Thank you, Sheri. I'm so glad to have met you recently through our blogs...I so enjoy reading about your days, your life, your beautiful poetry and just getting to know you. Your visits are always so encouraging...you make me smile. Here's to new friends!

Lisa said...

Is there anything at all that I do not love about this blog? Nothing--it is so perfectly said. I love the metaphor of marriage being a roller coaster, and the details and images of your blog are just perfect--they're perfect! Your pictures say so much and only deepen the richness of your writing. The list of lessons at the end is something I should carry around in my pocket and look at every day (#5 is my very favorite). Can you tell I like it?

Anonymous said...

I hope you realize that by supporting and loving Robert through this whole process that you actually did give him the one thing he has always wanted.

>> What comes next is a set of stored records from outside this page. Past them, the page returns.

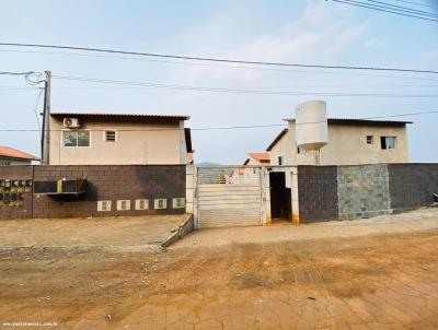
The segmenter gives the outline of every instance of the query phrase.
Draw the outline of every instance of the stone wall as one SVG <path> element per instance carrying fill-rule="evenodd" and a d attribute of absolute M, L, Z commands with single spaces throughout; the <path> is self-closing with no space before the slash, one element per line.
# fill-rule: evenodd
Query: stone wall
<path fill-rule="evenodd" d="M 434 202 L 438 193 L 438 164 L 389 164 L 391 208 L 403 212 Z"/>
<path fill-rule="evenodd" d="M 0 219 L 32 217 L 32 179 L 33 166 L 0 166 Z M 4 187 L 7 180 L 10 187 Z M 20 187 L 23 180 L 30 184 L 24 189 Z"/>
<path fill-rule="evenodd" d="M 338 219 L 336 166 L 298 166 L 300 223 Z"/>
<path fill-rule="evenodd" d="M 387 165 L 338 166 L 337 199 L 339 219 L 390 213 Z"/>
<path fill-rule="evenodd" d="M 1 205 L 0 219 L 185 213 L 185 207 L 173 207 L 173 198 L 185 198 L 185 165 L 4 166 L 0 179 L 19 173 L 33 181 L 85 178 L 87 192 L 78 197 L 27 193 L 22 207 Z M 137 199 L 147 199 L 149 208 L 136 210 Z M 154 209 L 154 199 L 166 199 L 166 208 Z M 111 201 L 111 211 L 97 211 L 102 200 Z M 117 210 L 118 200 L 129 200 L 130 210 Z"/>

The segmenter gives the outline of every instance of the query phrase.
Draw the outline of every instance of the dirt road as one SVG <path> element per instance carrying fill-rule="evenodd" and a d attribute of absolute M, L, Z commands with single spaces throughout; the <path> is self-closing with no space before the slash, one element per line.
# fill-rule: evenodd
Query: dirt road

To paraphrase your #6; love is always much more significant than biology.

Melinda Owens said...

See what I mean by my amazing friends? Thanks, Lisa and Troy, as always, for your encouragement. And Troy, I haven't really thought about it that way...until now. :)

Linda said...

Oh my ... "Daddy, I've missed you so much.". That brought me to tears. I'm really speechless.

Anonymous said...

Hello Melinda, reading this I understand completely what emotions you felt. When my step-daughter was 8 years old, her mother took her to live in Canada. My husband's grief was so intense that I feared he would have no choice but to move there too. Our marriage survived, but there were some extremely rough times.